Internationally, there is a practice of maintaining foreign exchange reserves enough for at least three months’ of imports, but Nepal has been recognising the necessity of maintaining the reserves for at least six months’ imports.
According to Thapa, even during normal situation, having larger foreign exchange reserves is not good as it suggest the state’s low capacity to mobilize foreign exchange in economic development.
As remittance inflow has been surging against an import slump, the reserves continued to soar, according to NRB. The remittance jumped 24 percent to Rs166.42 billion in the review period.
“Remittance, not tourism earnings or exports income, is the main source of foreign exchange. It gives some comfort, but also suggests the availability of foreign exchange has not been supportive to economic growth,” said Shankar Sharma, an economist. He said foreign exchange is also not being used to import essential imports to support the growth such as energy and raw materials. “This suggests the economy is facing a crisis,” he said.
In the first three months, petroleum imports slumped by 57.8 percent, according to the Trade and Export Promotion Centre (TEPC). The imports decreased to Rs1.53 billion in the third month of the fiscal year from Rs6.86 billion in the first month.

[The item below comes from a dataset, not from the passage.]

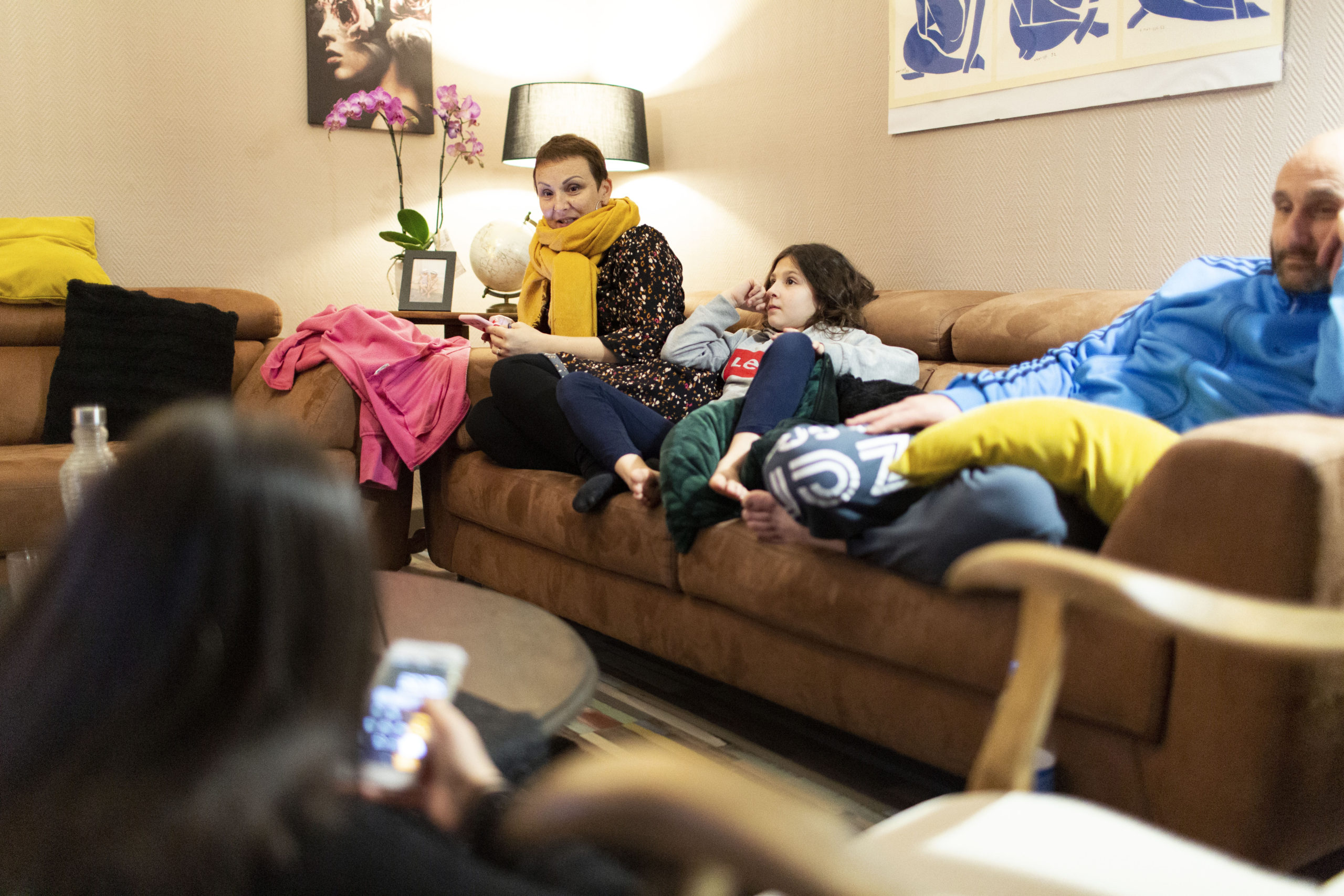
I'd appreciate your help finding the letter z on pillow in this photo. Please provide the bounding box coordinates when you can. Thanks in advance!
[891,398,1180,525]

Industries in Tarai have largely remained closed due to long-running banda, while hill-based industries have not been operating at full capacities due to the shortage of raw materials.
The government has estimated about 2 percent economic growth for this year. The rate may go further down if the current situation does not improve.
The central bank has, however, estimated negative growth of 1 percent if the India-imposed trade embargo remains until mid-January.